I don’t know what could be a higher mark of Internet interaction than to have someone dedicate themselves to reading everything in your blog from the first to the last article.
Hi Shaun,
Thank you for your comment! At this point, reading everything on our blog is quite a feat! I’m impressed! 🙂
I’m very happy to know that you found the content useful. What you describe is exactly what we aim to do with our content: to provide highly practical information for business builders, even if they aren’t our customers.
maybe its my end but on my android phone with google chrome the video won’t play. I can probably watch it directly on youtube but just in case you wanted to know 🙂
Thanks for your comment. I couldn’t replicate this issue. But you are right: if you have any issues here, you should be able to see the video on YouTube. 🙂
Always nice to hear comments about a website. It helps people look different to their website, me too 😉
keep up this kind of posts, and other helpfull ones…
Regards,
Ray
Thank you, Ray!
Shane, I’d love to get my site reviewed by you.. 🙂
Hi Shane. I love these reviews. If you are looking for new site to review, I will really appreciate if you review mine http://narrowem.com . Thanks!
I really like the way you review the website. I am happy your review is really helpful for me & many people like me. I am glad I come here 🙂
Hi Shane,
I bumped into the website review category and read a couple of posts and watched some of the videos and I would be highly interested to know, what you think about my website.

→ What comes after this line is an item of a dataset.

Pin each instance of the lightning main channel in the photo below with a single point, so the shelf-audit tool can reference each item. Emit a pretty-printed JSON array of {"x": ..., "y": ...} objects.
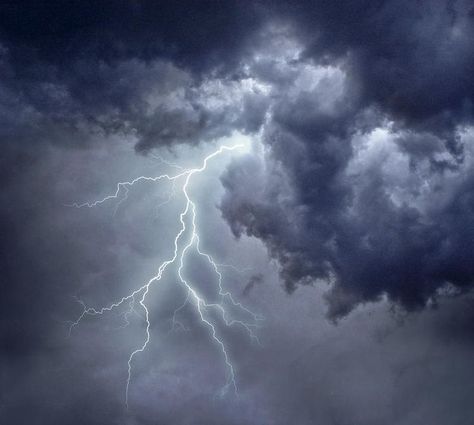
[{"x": 186, "y": 239}]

Up to this point the site is mainly focused on providing detailed product reviews, but I am adding new content every once in a while, also focusing on content away from monetization.
I tried to keep the website as simple as possible, without too many elements and I applied your 3 questions rule to every element on the site. Additionally I am about to add additional product images and some free stock images, which do not look “fake”, but real and believable.
Again I would be highly interested to know what you think about the site.
Looking forward to hearing from you!
Best Regards
Mike
Hey Mr. Melaugh,
Your theme is really good and as online marketing person i always want to show some real call to action on each page because this will help user to get most relevant action within a click and for website owner this will improve conversion. I agree with Xavier that exit intent should be in website but this should also be relevant.
Hello Shane,
you did great job! I am also looking this kind of website which will have exit intent, attractive images and layout for better conversion optimization. If we can have default traffic tracking system then this will look great.
Thanks for sharing your post.
Hi Shane,
I’ve really enjoyed your analyse of a website in the video. It’s like following a course with a great master ! Your explanations are so clear (even for a French man like me)!
I will look back to my blog with visitor eyes. Thank you very much!
Great job Shane.
According to me when a visitor lands to your website, it read few lines of your blog and figure out if it got the information that it was looking for. If you’ve convinced the visitor in first few lines, it will stick to your post else go away. Now if we put a exit pop up then I think we may convert the visitor into a customer or we can also use some call to actions above the fold so that we can at least capture visitors email or phone so that we can contact later.
Good Job Shane,
after reading your blog post i come to know that there are several areas where i can work to increase conversions on my website. I am using offer subscription on website but that is not doing too good. I will check all points on my website as your written here.
Thanks Again!
I’ve really enjoyed your analyse of a website in the video.